Reuters | Wed May 25, 2011
KUALA LUMPUR (Reuters) -- Indonesia, the world's No.1 palm oil producer, signed into law a two-year freeze on new permits converting forests in plantations that may prompt palm oil firms to seek new ways to grow supply to meet rising demand from India and China.
Following are questions and answers on how the $30 billion dollar palm oil industry will deal with the ban:
IS LAND STILL AVAILABLE IN INDONESIA WITH THE BAN IN PLACE?
Yes, there is plenty of degraded and secondary forest in Indonesia. But since there is no fixed definition for degraded land, estimates range widely from six million to 76 million hectares, making it hard to pinpoint land availability.

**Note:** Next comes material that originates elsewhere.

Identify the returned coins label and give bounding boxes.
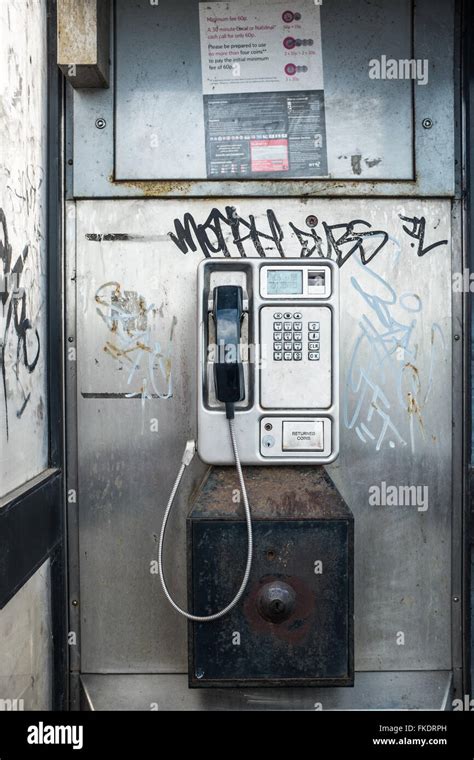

Palm oil investors say the news of the moratorium will push up land prices in Kalimantan province on Borneo island by 20 to 30 percent on the perception of scarcer and more expensive land -- with costs seen at about $4,500-$7,000 per hectare depending on location and suitability for cultivation.
WILL THERE BE CONSOLIDATION IN THE PALM OIL SECTOR?
Probably. Palm oil firms may follow in the footsteps of Singapore's Wilma, the world's largest listed planter, which last year bought a strategic stake in Kenyan Agric to gain access to Kenyan's largely unplanted land bank in Indonesia.
An outright acquisition of a listed planter may be difficult. Valuations for Indonesian focused planters could be pushed up after the ban as shareholders inflate price tags for business and land, analysts say.
HOW ABOUT BUYING LAND IN AFRICA?
That appears to be the strategy for firms like Malaysia's Sime Darby, the No.1 planter in terms of land assets, Wilma and Singapore's Golden Agric Resources.
All these firms have inked deals to buy African palm oil firms or land concessions with governments over the past year, helping to fuel a land grab in the continent that coincides with Indonesia's plans for the forest clearing ban.
But getting African production up to par with Indonesia and Malaysia could take years as planters face issues related to labor, infrastructure, farming techniques and disputes over land rights with local communities.